The recommendation echoed findings in a 2020 report by the Government Accountability Office (GAO) that received a lot of attention among policymakers. In the report, GAO said Congress should be more prescriptive about the community benefit requirement and that the IRS should step up its oversight of the hospital tax exemption.

Putting the new findings in context

The Sanders report’s primary focus on charity care does not capture the big picture, healthcare stakeholders said.

HFMA’s Rick Gundling, FHFMA, CMA, senior vice president for content and professional practice guidance, said NFP hospitals provide uncompensated services to their communities in ways that aren’t highlighted in the report.

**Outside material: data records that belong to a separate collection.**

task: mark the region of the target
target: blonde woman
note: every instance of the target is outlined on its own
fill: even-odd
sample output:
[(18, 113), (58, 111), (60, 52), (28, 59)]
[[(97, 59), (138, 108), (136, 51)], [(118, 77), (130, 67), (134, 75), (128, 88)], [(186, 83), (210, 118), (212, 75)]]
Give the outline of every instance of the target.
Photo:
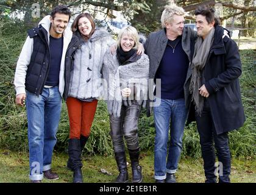
[(132, 165), (132, 182), (139, 183), (143, 177), (139, 165), (137, 124), (141, 105), (146, 106), (149, 61), (146, 54), (137, 54), (139, 38), (133, 27), (123, 28), (116, 43), (114, 55), (106, 52), (102, 66), (103, 77), (108, 84), (104, 88), (110, 114), (110, 135), (119, 171), (116, 182), (128, 182), (124, 137)]

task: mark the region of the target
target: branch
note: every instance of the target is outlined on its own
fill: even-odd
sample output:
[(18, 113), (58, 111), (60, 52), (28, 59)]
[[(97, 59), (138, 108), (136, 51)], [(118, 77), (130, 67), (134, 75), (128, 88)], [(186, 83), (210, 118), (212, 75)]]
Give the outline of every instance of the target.
[(232, 15), (228, 15), (228, 16), (224, 16), (224, 17), (222, 17), (222, 18), (221, 18), (220, 19), (221, 19), (221, 21), (222, 21), (222, 20), (227, 20), (227, 19), (229, 19), (229, 18), (232, 18), (232, 17), (233, 17), (233, 16), (237, 16), (237, 15), (240, 15), (240, 14), (244, 13), (245, 13), (245, 12), (244, 12), (244, 11), (241, 11), (241, 12), (240, 12), (235, 13), (232, 14)]
[[(76, 2), (70, 4), (68, 7), (73, 7), (76, 5), (80, 5), (81, 4), (81, 1), (78, 1)], [(96, 7), (105, 7), (110, 10), (116, 10), (116, 11), (121, 11), (123, 9), (123, 6), (119, 6), (115, 5), (114, 4), (110, 4), (110, 3), (103, 3), (100, 2), (96, 2), (93, 1), (84, 1), (82, 2), (83, 4), (88, 4), (92, 5), (94, 5)]]
[(233, 2), (215, 2), (215, 0), (210, 0), (204, 2), (201, 2), (199, 4), (193, 4), (193, 5), (189, 5), (183, 7), (183, 9), (186, 12), (189, 12), (191, 10), (195, 10), (198, 6), (199, 5), (215, 5), (215, 4), (219, 3), (222, 5), (222, 6), (233, 8), (235, 9), (241, 10), (244, 12), (255, 12), (256, 11), (256, 6), (245, 6), (245, 5), (239, 5), (235, 4)]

“There is so much more community benefit provided by tax-exempt hospitals than solely charity care,” Gundling said. “Though charity care is of paramount importance, there are many other attributes of service, including medical research, the funding of governmental underpayments and addressing unmet human needs.”

Similarly, the American Hospital Association responded to the report in a blog post by Rick Pollack, president and CEO, who wrote that the analysis was “just plain wrong.”

The reported levels of charity care do not account for “the wide range of community benefits that hospitals provide,” Pollack wrote. “This tunnel-visioned ‘research’ neglects to consider that under the law community benefit is defined by much more than charity care and includes patient financial aid, health education programs and housing assistance, just to name a few.”

A report prepared by EY on behalf of AHA found that taxpayers receive $9 in community benefit for every $1 of tax exemption.

“This is a remarkable return by any standard,” Pollack wrote.

In an April congressional hearing, Rep. David Schweikert (R-Ariz.), chair of the House Ways and Means Committee’s Oversight Subcommittee, noted “a wide variance” in industry reports on the level of community benefit provided by tax-exempt hospitals.

The discrepancy “seems to come from the lack of guidelines and also what we’ve done here in Congress, and the IRS now in its definition of community benefits,” he said.